Modeling Risk and Model-Induced Risk

Models are simplified representations or emulators of reality. They are typically based on empirical data collected conducting experiments. There exist numerous techniques for establishing models based on data. An example of a linear model, built based on 2-dimensional data is illustrated below.

The model in this simple case is a straight line. It may be used, for example, to compute the value of one variable when the other is given. This is particularly useful for values which fall in between the original data used to build the model.

A more interesting case is illustrated below. Here too the data lie on a straight line. However, there is a void between the two groups of data points. This poses a problem. In cases such as this one a single model is built, passing through both groups of points. In other words, a most dangerous assumption is made: that of continuity. This is a very common mistake. The mere fact that all the points in question lie on a straight line does not guarantee that in the void between the two groups the line still constitutes a valid model.

The mistake proves often fatal, and more so when the domain one wishes the model to embrace is more articulated. In the above case, there should be two local models, not one.

Models should be used with caution and ONLY in the domains where they have been validated. Extending the usage of a model beyond such a domain has consequences which grow with the model’s complexity. Moreover, when a model’s applicability is stretched, very seldom the effects are actually measured. The equations might still work but that does not guarantee that the model isn’t violating some basic laws or rules.

The bottom line:

Models should be used only in the domain where they have been validated.
More complex models require more assumptions and therefore induce more uncertainty into the original problem than simpler models.
The more complex a domain (in topological sense) that a model has to embrace, the easier it is to violate some basic laws with it.
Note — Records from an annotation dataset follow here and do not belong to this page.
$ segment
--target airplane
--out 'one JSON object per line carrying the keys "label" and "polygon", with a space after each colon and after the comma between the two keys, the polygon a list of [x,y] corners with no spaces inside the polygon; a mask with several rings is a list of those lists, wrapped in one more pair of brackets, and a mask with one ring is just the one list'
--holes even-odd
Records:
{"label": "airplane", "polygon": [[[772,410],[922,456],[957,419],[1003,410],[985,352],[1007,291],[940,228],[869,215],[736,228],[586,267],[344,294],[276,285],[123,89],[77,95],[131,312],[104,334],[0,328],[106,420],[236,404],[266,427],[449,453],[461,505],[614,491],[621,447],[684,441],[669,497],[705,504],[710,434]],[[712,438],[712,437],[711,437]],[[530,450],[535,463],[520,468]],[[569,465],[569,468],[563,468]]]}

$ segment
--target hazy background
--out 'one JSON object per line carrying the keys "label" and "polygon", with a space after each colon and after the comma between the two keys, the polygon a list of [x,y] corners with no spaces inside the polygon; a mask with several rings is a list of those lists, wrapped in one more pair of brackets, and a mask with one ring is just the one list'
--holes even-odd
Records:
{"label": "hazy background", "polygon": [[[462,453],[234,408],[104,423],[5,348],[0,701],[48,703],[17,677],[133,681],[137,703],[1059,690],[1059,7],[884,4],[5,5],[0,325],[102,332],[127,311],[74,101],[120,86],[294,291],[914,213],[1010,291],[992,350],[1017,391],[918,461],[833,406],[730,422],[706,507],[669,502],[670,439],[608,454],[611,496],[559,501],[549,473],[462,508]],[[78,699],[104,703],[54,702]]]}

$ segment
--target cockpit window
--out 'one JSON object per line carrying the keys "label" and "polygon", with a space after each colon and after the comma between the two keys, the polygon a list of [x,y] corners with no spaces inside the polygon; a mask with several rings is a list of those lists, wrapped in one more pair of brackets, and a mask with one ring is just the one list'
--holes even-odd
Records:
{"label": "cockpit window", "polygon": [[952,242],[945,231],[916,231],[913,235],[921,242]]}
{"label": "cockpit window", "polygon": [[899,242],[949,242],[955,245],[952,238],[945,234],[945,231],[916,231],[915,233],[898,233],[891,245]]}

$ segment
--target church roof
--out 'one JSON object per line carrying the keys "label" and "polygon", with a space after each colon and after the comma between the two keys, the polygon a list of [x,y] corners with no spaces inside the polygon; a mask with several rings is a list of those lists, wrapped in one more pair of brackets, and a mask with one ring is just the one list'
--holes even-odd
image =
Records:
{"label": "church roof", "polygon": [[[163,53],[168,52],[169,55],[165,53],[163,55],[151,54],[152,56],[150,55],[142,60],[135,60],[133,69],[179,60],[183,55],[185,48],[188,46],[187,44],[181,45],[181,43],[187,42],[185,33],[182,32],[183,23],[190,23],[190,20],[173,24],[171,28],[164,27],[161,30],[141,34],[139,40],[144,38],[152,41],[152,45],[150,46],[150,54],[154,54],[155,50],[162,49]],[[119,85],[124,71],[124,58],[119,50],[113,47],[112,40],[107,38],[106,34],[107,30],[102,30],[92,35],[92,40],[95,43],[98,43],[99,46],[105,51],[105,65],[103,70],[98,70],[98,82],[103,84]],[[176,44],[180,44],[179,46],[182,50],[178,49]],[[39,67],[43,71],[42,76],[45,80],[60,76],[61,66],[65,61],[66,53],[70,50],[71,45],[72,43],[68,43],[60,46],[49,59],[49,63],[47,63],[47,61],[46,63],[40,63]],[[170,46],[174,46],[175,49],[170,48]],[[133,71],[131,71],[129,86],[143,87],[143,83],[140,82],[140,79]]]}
And it is more difficult to spot them.
The most frequent and deadly malpractice when models are involved is the assumption of continuity. Nature is not “smooth and differentiable”.
The risk deriving from the fact that a surrogate of reality is used is rarely measured. So, if one is using a model to “model risk”, the fact that a particular model is used adds another layer of risk: model-induced risk. Handle with care!

One more rule: the most important things in a model are those it doesn’t contain.